Vincent_Lloyd's avatar

@lapilofu : thanks for the compliment…I think? But I know that it may not be common around the area where I live (even though I live around or see/hear from really big pervs out here) But I’m assuming that they are lying because they think that if you were to do that, you’re automatically gay or bi or whatever right off the bat. Just that I want to…uhm..feel what it’s like? I mean I know when I was about 7 or maybe lower lol I use to sorta masturbate with my neighbor….I mean we use to touch each others gentiles and rub each other. I knew I wasn’t gay but…damn it uses to feel Really good! Me and my friend don’t do it anymore. But I know that counts on my list, but since we were young we were curious about things. I usually get the feeling that children are now becoming more sexually active at a surprisingly young age. Any thought on that?

le_inferno's avatar

@Neizvestnaya Yeah, I couldn’t decide if you just assumed sex was a given in said relationship.

lapilofu's avatar

@Vincent_Lloyd I’m still working out how I feel about sexual activity in youth. I personally wasn’t a particularly sexual child—I don’t think I started even masturbating until I was 12 or so… I think there are issues of sexuality that are hard for children to grasp which makes them prone to abuse—so they do need to be protected from that. However I think a great deal of the concern about sexual activity in adolescents is puritanical in nature. Certainly by 16 most people are able to make their own sexual decisions given adequate education—and possibly much earlier. I can’t turn back time and test different theories, but I don’t think I’d’ve turned out any worse if I was having sex at 12.

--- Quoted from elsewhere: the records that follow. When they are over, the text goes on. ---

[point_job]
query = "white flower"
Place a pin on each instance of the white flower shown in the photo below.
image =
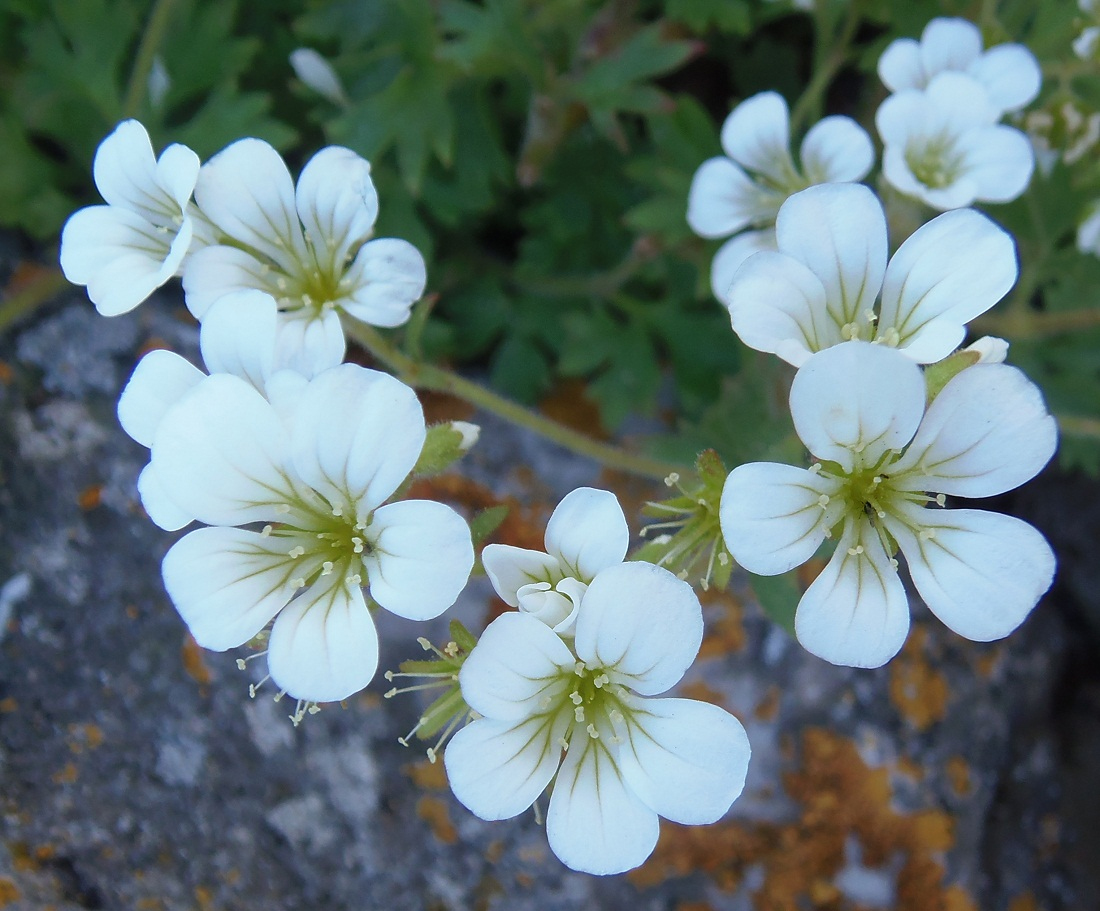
(307, 247)
(125, 250)
(586, 533)
(884, 459)
(822, 285)
(746, 189)
(943, 145)
(1009, 73)
(318, 482)
(628, 758)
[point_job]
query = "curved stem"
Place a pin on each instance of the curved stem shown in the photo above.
(151, 39)
(428, 376)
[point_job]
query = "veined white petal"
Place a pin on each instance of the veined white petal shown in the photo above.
(733, 254)
(323, 646)
(948, 44)
(723, 199)
(774, 516)
(517, 661)
(356, 435)
(595, 823)
(337, 202)
(215, 271)
(981, 573)
(587, 533)
(839, 232)
(855, 401)
(222, 452)
(856, 612)
(955, 267)
(227, 583)
(510, 568)
(157, 503)
(384, 281)
(1000, 161)
(246, 191)
(1010, 74)
(420, 558)
(238, 337)
(778, 305)
(836, 149)
(498, 768)
(307, 342)
(757, 135)
(157, 383)
(640, 622)
(686, 760)
(900, 65)
(988, 431)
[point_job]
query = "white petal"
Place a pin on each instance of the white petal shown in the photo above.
(948, 44)
(757, 135)
(337, 202)
(733, 254)
(981, 573)
(386, 277)
(988, 431)
(900, 66)
(323, 646)
(587, 533)
(157, 383)
(838, 231)
(642, 623)
(1000, 161)
(497, 769)
(238, 337)
(778, 305)
(955, 267)
(1010, 74)
(856, 401)
(221, 451)
(685, 759)
(772, 517)
(856, 612)
(246, 191)
(595, 823)
(510, 568)
(212, 272)
(723, 199)
(308, 343)
(517, 660)
(358, 434)
(157, 503)
(227, 583)
(836, 149)
(420, 558)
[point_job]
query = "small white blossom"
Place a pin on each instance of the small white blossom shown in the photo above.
(628, 758)
(308, 247)
(943, 145)
(586, 533)
(316, 482)
(829, 281)
(740, 194)
(125, 250)
(887, 458)
(1009, 73)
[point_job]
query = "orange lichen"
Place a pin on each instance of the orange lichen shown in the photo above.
(436, 813)
(917, 690)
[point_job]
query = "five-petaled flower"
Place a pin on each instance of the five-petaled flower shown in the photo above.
(315, 475)
(884, 458)
(628, 758)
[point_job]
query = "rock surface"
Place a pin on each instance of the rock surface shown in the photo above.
(136, 774)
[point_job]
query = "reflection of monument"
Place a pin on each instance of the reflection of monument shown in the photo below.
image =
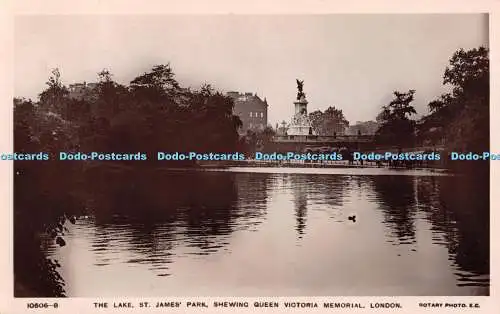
(300, 124)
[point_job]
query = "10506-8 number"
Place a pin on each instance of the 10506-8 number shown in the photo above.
(41, 305)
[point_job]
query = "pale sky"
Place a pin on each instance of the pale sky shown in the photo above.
(353, 62)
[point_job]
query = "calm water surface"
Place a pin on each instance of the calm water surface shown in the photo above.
(247, 233)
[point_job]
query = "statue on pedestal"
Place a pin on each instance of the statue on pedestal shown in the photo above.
(300, 87)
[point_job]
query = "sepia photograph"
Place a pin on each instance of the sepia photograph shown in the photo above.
(251, 155)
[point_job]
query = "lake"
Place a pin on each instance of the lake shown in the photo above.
(270, 232)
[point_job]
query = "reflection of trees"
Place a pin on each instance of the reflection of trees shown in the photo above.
(396, 196)
(326, 191)
(187, 209)
(458, 208)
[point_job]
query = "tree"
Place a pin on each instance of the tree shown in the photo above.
(330, 122)
(462, 116)
(396, 126)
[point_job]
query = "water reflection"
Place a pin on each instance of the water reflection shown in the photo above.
(223, 233)
(397, 199)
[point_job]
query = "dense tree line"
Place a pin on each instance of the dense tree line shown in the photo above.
(330, 122)
(153, 113)
(459, 120)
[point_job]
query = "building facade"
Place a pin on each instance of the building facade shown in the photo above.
(251, 109)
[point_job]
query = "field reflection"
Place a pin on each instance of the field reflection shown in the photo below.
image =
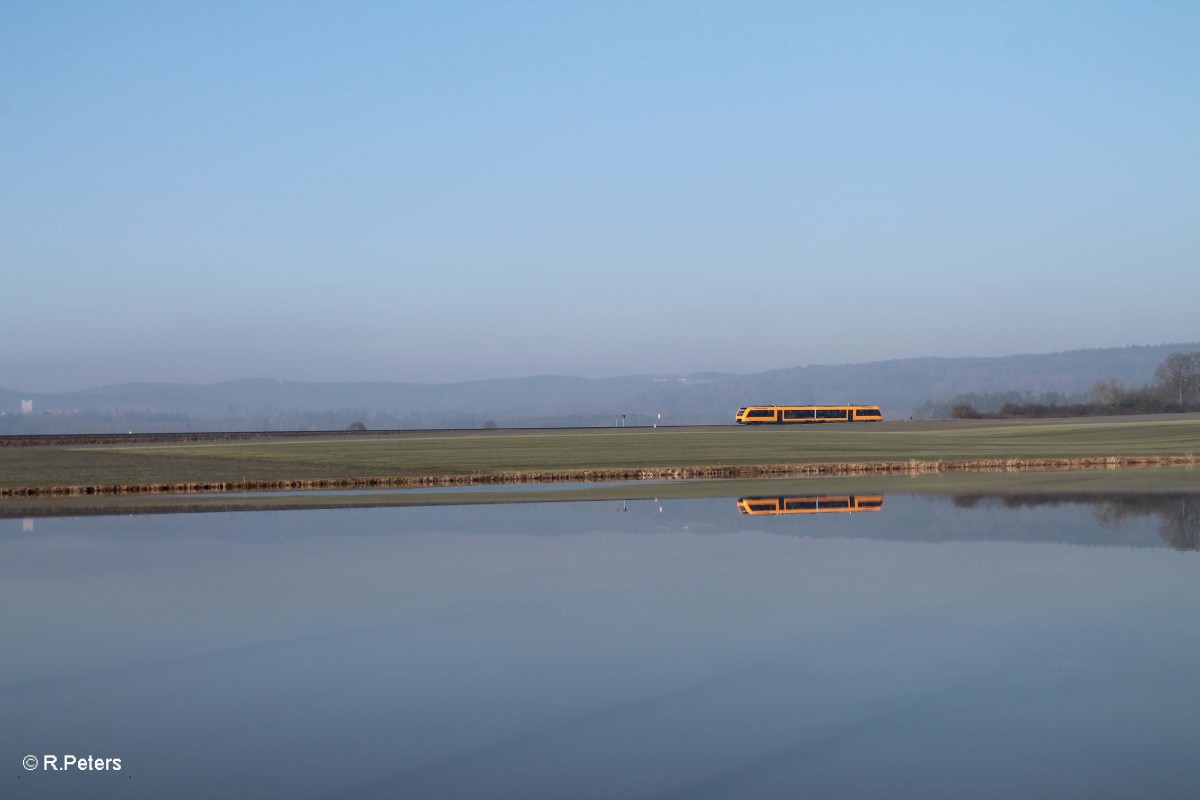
(935, 647)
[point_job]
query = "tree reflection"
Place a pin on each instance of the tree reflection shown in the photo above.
(1179, 512)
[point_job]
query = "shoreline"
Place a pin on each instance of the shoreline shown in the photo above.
(604, 475)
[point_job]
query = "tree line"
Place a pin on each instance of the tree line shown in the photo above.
(1176, 388)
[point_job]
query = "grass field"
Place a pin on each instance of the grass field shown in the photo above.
(496, 452)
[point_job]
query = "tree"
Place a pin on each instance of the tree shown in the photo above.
(1177, 376)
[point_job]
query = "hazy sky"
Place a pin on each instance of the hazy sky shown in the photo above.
(444, 191)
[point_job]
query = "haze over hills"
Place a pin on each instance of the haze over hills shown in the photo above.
(899, 386)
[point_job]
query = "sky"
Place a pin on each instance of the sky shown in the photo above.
(451, 191)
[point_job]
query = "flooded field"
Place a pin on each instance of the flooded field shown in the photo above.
(771, 645)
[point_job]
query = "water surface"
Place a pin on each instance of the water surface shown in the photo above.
(936, 647)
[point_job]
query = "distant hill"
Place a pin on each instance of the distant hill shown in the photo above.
(897, 385)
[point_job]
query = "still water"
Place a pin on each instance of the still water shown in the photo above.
(921, 647)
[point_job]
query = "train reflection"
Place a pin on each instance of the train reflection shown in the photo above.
(811, 504)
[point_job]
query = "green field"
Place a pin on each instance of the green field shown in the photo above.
(493, 452)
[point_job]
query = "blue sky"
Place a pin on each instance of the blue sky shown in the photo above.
(447, 191)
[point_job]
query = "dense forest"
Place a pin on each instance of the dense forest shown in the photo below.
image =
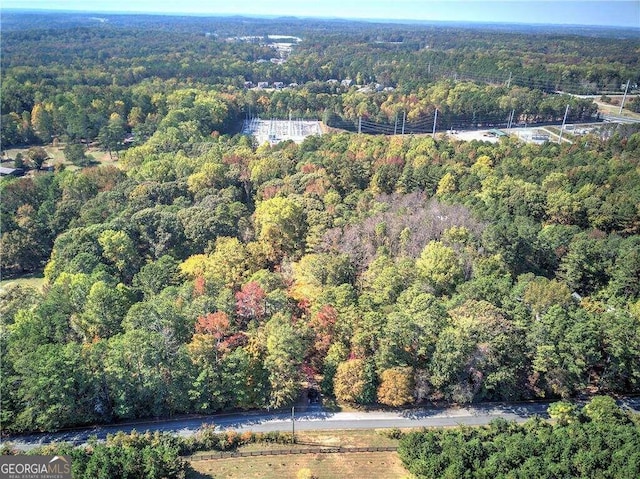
(598, 440)
(206, 272)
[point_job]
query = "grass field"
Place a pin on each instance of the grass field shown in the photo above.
(356, 465)
(369, 465)
(56, 156)
(35, 281)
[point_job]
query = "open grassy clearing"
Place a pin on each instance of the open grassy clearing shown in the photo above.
(35, 280)
(320, 439)
(357, 465)
(56, 156)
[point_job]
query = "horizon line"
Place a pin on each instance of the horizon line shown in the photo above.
(313, 17)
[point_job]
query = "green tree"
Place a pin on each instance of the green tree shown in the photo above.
(280, 226)
(285, 351)
(396, 387)
(440, 266)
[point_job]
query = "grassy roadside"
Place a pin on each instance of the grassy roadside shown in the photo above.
(34, 280)
(56, 156)
(370, 465)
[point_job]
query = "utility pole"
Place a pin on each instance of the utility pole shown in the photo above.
(564, 120)
(435, 119)
(624, 97)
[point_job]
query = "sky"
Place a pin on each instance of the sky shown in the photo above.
(624, 13)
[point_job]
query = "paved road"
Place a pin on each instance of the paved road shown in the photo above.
(314, 418)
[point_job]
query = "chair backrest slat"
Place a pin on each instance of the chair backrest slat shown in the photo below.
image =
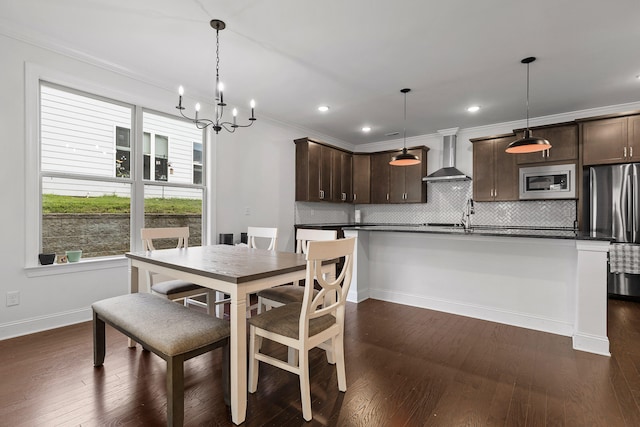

Another interesting thing is that we’re mostly born sexual beings. A lot of children touch themselves at an early age (toddlers, even) and have it disciplined out of them. I think that’s a shame. Obviously they need to be taught how to fit into society (for instance making a habit of masturbating in public will get you in trouble with the law) but I think many of us are taught that sex, sexuality, and masturbation are bad. For most of my adolescence I felt guilty every time I masturbated. Retrospectively I have no idea why.

Blackberry's avatar

@lapilofu Hmmm, I see. I suppose if my S/O and I were to learn some actual techniques, it would be fun and feel good, I imagine it could feel good for me with a lot of lube, but masturbation is different for men, we don’t have cool toys to use on us, we just like the feeling of wetness and pressure.

El_Cadejo's avatar

im still caught up on that whole family line….

Jude's avatar

Yeah, perhaps, they’re from Kentucky.

Anyhoo, yes, I’ve done it and it’s quite erotic and fun. Yes, it lead to sex afterward.

Blackberry's avatar

@uberbatman Lol…..he could’ve said ‘co workers’ even…...

@lapilofu Yes I shouldn’t have used the blanket statement. We all know the best part about sex is all the stuff in between (is that a pun lol?). I like exploring new things.

Vincent_Lloyd's avatar

well I was sorta meaning ANYONE including Co workers or what ever you guys can think of…Animals lol? Any of you guys had a incest mutual masturbation moment? Maybe with…Uhm….Cousin or sister or whatever?

El_Cadejo's avatar

yeaaaa…im gonna go ahead and excuse myself from this one….. :P

Blackberry's avatar

Lmfao…....No Vincent_Lloyd, we have not…...

Dewey420's avatar

i don’t understand the question.

Tiffanee's avatar

Me and my girlfriend do it and it is a real turn on to watch each other.